J'observe des tubes disposés en deux rangées symétriques le long de la pièce. Dans ces tubes, de la bouillie d'humains mêlée à une mixture verdâtre. De ces tubes partent des tuyaux couleur sang que j'examine rapidement comme étant des intestins. Sur le mur du fond, en hauteur, collé contre la paroi, se trouve un visage bouffi sur une moitié de buste féminin. De ce buste partent les tripes qui plongent dans les tubes et nourrissent cette... chose? Oui, bon, me jugez pas hein. Je remarque rapidement la chevelure blonde du visage ainsi que ses yeux gris.

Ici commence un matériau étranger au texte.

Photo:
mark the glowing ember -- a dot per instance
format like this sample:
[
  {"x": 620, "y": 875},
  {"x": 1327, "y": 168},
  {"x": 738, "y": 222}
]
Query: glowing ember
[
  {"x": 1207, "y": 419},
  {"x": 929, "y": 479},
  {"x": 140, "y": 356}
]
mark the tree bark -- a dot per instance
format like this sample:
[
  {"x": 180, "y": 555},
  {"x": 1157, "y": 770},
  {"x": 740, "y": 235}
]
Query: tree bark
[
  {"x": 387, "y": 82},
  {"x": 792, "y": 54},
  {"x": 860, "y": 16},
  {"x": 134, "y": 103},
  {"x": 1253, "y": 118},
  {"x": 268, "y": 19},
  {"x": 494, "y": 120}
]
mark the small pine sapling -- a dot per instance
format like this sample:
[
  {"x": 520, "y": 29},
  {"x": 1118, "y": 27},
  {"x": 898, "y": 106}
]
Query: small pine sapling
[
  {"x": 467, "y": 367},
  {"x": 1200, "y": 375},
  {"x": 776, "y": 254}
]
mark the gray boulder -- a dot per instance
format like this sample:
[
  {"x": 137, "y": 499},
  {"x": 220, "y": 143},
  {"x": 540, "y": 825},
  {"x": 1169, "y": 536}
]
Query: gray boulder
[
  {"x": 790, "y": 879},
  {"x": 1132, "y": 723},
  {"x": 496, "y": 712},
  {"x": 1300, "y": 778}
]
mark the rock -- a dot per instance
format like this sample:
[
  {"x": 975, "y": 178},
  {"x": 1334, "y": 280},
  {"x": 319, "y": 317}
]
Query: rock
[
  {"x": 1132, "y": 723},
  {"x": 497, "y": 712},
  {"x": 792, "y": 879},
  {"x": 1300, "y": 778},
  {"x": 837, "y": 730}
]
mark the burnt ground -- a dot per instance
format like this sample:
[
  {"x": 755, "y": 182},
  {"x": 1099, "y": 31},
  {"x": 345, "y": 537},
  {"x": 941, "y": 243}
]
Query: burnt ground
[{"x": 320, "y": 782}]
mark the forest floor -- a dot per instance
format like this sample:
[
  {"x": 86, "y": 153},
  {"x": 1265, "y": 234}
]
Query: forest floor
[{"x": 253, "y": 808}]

- Vous êtes qui? je demande.
- Ça se voit pas, abrutie? Je suis toi.
- Vous êtes moi?
- Ou plutôt ton péché. Je suis Ecila.
- Comment j'ai pu devenir comme ça?
- Ton passé est couvert de gourmandise. Je ne suis plus qu'un système digestif vivant. Quoique je ne digère pas vraiment. Mon ventre n'était plus assez solide pour contenir toute la nourriture. Du coup, il a explosé.
J'affiche une tête blasée et je soupire.
- Donc je vais devoir t'... euh... m'affronter?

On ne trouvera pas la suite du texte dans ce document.